Wednesday, May 27, 2009

a domestic trap?

Michael and I are throwing around the idea of homeschooling. It's something we've been talking about since Jonah has started coming into his own and both of us grew tired of the public school system.

Things reached a head when we realized the severity of Jonah's food allergies and that traditional school simply wasn't working for him.

He currently attends the local Montessori School, but the tuition is breaking the bank, literally, as we smashed my piggy bank I've had since high school and counted out $84 in coins so we could afford groceries. A $635 tuition bill would be a nice one to lay aside.

Jonah is also highly gifted. At least I think he is.

He's not a super genius. He's not reading at a 12th grade level or multiplying large sums in his head or writing concertos. He IS reading, doing basic arithmetic, and creating his own science experiments.
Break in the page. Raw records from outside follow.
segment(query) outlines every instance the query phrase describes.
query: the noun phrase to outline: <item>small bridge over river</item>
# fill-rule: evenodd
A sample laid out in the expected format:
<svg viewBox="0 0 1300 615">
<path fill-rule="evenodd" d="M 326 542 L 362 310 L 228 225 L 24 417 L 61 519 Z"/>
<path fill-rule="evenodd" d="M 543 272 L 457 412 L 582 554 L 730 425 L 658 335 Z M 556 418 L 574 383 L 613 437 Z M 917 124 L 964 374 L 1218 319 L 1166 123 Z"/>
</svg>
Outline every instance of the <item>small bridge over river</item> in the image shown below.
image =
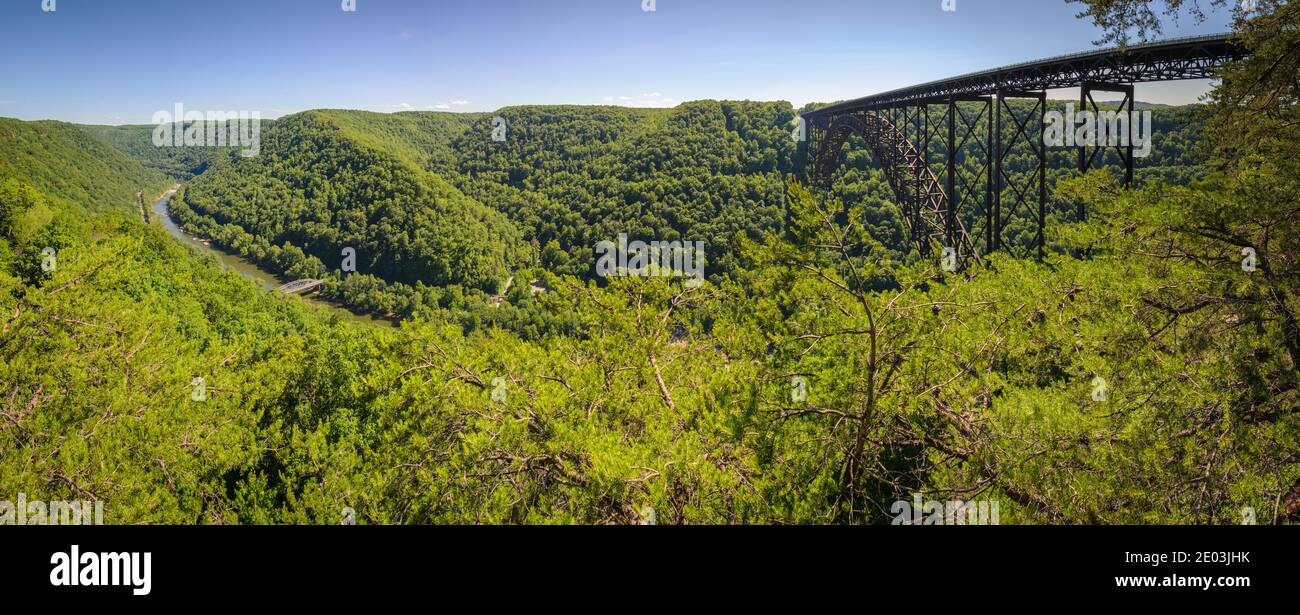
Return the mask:
<svg viewBox="0 0 1300 615">
<path fill-rule="evenodd" d="M 285 284 L 277 288 L 276 290 L 285 294 L 292 295 L 294 293 L 311 292 L 313 290 L 320 288 L 321 284 L 322 282 L 320 280 L 311 280 L 311 279 L 294 280 L 292 282 L 289 282 L 288 284 Z"/>
<path fill-rule="evenodd" d="M 1026 257 L 1036 252 L 1041 259 L 1047 90 L 1079 88 L 1079 111 L 1094 113 L 1099 108 L 1093 92 L 1122 95 L 1117 108 L 1128 114 L 1131 131 L 1134 83 L 1212 78 L 1220 66 L 1245 55 L 1228 35 L 1182 38 L 1005 66 L 822 107 L 802 116 L 808 177 L 828 188 L 844 144 L 861 137 L 923 254 L 938 242 L 954 248 L 962 261 L 996 250 L 1019 250 Z M 1026 102 L 1010 104 L 1014 99 Z M 1097 166 L 1099 154 L 1113 151 L 1131 185 L 1134 148 L 1128 136 L 1127 146 L 1077 147 L 1079 170 Z M 1010 164 L 1012 156 L 1017 164 Z M 968 170 L 972 160 L 974 173 Z M 1030 168 L 1013 168 L 1024 160 L 1033 161 Z M 1008 241 L 1004 234 L 1011 224 L 1036 234 L 1029 241 Z"/>
</svg>

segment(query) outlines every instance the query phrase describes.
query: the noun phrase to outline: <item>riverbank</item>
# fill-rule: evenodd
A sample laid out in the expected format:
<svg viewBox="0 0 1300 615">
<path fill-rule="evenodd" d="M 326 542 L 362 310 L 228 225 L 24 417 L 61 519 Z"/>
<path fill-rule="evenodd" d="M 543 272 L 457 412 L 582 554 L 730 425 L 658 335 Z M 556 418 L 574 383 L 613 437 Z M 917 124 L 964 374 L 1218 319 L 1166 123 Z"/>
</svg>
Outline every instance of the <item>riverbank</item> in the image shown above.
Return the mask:
<svg viewBox="0 0 1300 615">
<path fill-rule="evenodd" d="M 240 276 L 252 280 L 264 290 L 278 292 L 276 289 L 278 289 L 282 284 L 284 284 L 288 280 L 282 280 L 280 279 L 279 276 L 265 269 L 262 269 L 258 265 L 254 264 L 252 261 L 249 261 L 248 259 L 239 256 L 237 254 L 227 252 L 213 245 L 211 240 L 202 237 L 195 237 L 193 235 L 190 235 L 189 233 L 186 233 L 184 229 L 182 229 L 180 225 L 177 224 L 176 221 L 172 219 L 171 213 L 167 209 L 167 204 L 171 200 L 171 197 L 176 194 L 176 190 L 178 188 L 180 188 L 180 184 L 176 184 L 170 190 L 158 196 L 158 198 L 154 201 L 153 207 L 150 209 L 150 211 L 152 212 L 150 223 L 157 222 L 159 225 L 163 227 L 164 230 L 166 230 L 173 237 L 180 240 L 182 243 L 194 246 L 199 250 L 199 252 L 213 255 L 214 257 L 216 257 L 217 261 L 221 263 L 223 269 L 234 271 L 235 273 L 238 273 Z M 314 296 L 314 295 L 297 295 L 297 296 L 304 301 L 309 301 L 311 303 L 327 308 L 329 310 L 339 312 L 341 315 L 345 315 L 346 317 L 357 322 L 365 322 L 370 324 L 384 324 L 384 325 L 394 326 L 394 327 L 400 323 L 400 321 L 395 318 L 385 318 L 383 316 L 372 315 L 372 314 L 357 314 L 352 310 L 349 310 L 338 303 L 320 298 L 319 296 Z"/>
</svg>

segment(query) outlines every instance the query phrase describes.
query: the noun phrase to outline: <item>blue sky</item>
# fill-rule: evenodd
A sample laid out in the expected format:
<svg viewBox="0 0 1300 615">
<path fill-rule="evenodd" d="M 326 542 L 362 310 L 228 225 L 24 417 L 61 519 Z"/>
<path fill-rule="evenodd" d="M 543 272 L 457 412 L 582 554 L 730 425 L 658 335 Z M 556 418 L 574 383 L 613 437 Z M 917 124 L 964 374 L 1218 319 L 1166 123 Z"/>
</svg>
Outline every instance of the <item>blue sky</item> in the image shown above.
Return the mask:
<svg viewBox="0 0 1300 615">
<path fill-rule="evenodd" d="M 1091 48 L 1064 0 L 0 0 L 0 116 L 856 98 Z M 1227 30 L 1190 17 L 1165 35 Z M 1139 85 L 1190 102 L 1206 84 Z"/>
</svg>

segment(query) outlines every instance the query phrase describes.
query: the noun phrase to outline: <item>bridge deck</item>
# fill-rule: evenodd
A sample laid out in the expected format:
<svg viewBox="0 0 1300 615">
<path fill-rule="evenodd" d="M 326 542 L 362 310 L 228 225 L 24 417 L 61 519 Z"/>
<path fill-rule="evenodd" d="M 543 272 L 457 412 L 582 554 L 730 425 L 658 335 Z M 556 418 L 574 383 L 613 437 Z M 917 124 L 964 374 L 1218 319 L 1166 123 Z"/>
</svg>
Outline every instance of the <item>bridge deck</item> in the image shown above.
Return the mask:
<svg viewBox="0 0 1300 615">
<path fill-rule="evenodd" d="M 988 96 L 999 90 L 1041 91 L 1087 83 L 1144 83 L 1207 79 L 1225 61 L 1245 56 L 1227 34 L 1179 38 L 1126 48 L 1100 49 L 950 77 L 822 107 L 806 120 L 949 98 Z"/>
</svg>

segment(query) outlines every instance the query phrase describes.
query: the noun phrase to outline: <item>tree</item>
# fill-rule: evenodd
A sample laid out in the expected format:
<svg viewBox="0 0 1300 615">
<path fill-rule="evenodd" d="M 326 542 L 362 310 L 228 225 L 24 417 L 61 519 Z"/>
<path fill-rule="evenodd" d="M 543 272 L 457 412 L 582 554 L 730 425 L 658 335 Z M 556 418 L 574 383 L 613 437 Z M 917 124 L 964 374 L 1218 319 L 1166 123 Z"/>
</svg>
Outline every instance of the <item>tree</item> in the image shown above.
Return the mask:
<svg viewBox="0 0 1300 615">
<path fill-rule="evenodd" d="M 41 193 L 16 178 L 0 181 L 0 237 L 16 241 L 20 219 L 44 202 Z"/>
<path fill-rule="evenodd" d="M 1195 1 L 1067 1 L 1086 5 L 1080 17 L 1090 17 L 1102 28 L 1103 41 L 1118 44 L 1127 44 L 1134 33 L 1143 41 L 1161 33 L 1158 3 L 1163 3 L 1165 15 L 1177 15 L 1186 8 L 1194 19 L 1205 18 Z M 1231 7 L 1235 37 L 1250 51 L 1245 60 L 1224 69 L 1223 84 L 1211 95 L 1220 151 L 1244 155 L 1266 136 L 1296 143 L 1295 137 L 1300 135 L 1296 111 L 1300 102 L 1300 5 L 1288 0 L 1257 0 L 1247 8 L 1245 3 L 1210 0 L 1210 6 Z"/>
</svg>

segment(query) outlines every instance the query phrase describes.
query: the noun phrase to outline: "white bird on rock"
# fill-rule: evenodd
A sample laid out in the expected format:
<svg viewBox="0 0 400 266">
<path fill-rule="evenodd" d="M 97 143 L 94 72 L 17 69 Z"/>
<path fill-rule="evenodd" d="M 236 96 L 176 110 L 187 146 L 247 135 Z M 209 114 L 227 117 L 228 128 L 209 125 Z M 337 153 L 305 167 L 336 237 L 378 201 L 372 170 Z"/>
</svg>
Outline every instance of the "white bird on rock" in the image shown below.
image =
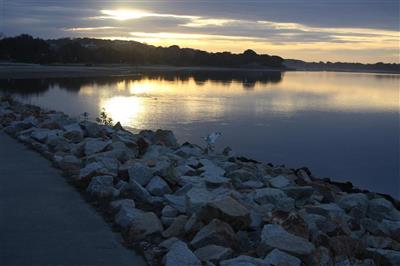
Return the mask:
<svg viewBox="0 0 400 266">
<path fill-rule="evenodd" d="M 212 151 L 214 149 L 214 144 L 220 136 L 222 136 L 221 132 L 212 132 L 207 137 L 203 137 L 204 141 L 207 143 L 207 150 Z"/>
</svg>

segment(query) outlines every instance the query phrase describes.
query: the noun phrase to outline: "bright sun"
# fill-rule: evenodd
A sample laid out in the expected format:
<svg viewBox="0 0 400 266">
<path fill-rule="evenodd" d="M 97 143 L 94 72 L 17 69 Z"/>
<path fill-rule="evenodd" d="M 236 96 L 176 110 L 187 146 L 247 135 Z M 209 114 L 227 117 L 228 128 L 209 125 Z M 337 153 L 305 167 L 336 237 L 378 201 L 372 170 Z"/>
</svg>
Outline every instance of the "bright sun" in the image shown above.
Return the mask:
<svg viewBox="0 0 400 266">
<path fill-rule="evenodd" d="M 117 10 L 101 10 L 100 12 L 103 15 L 106 15 L 107 18 L 112 18 L 116 20 L 138 19 L 151 16 L 151 13 L 143 10 L 117 9 Z"/>
</svg>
He's also extremely precocious.

I have my doubts at times, about what we should do when it comes to education.

I am a product of the public school system and I feel I turned out alright. My husband attended private Christian School most of his life and turned out about the same as I did. I know people from all walks of education and when it comes right down to it, it's about who they are as people and how their parents maintained the home. Sure, teachers can affect kids in a huge way, but not before their parents have already molded them in a specific vein.

I've been a stay at home mom now for a little over thirteen months. That sounds insane to me. I never thought I would do the stay at home mom thing. Never ever ever in a billion years. My education was important to me. Empowerment as a woman is important to me. Further education is high on my priority list. I have a master's degree. I love teaching. But I found, as a mother, that I love my kids more, and daycare wasn't working for my family.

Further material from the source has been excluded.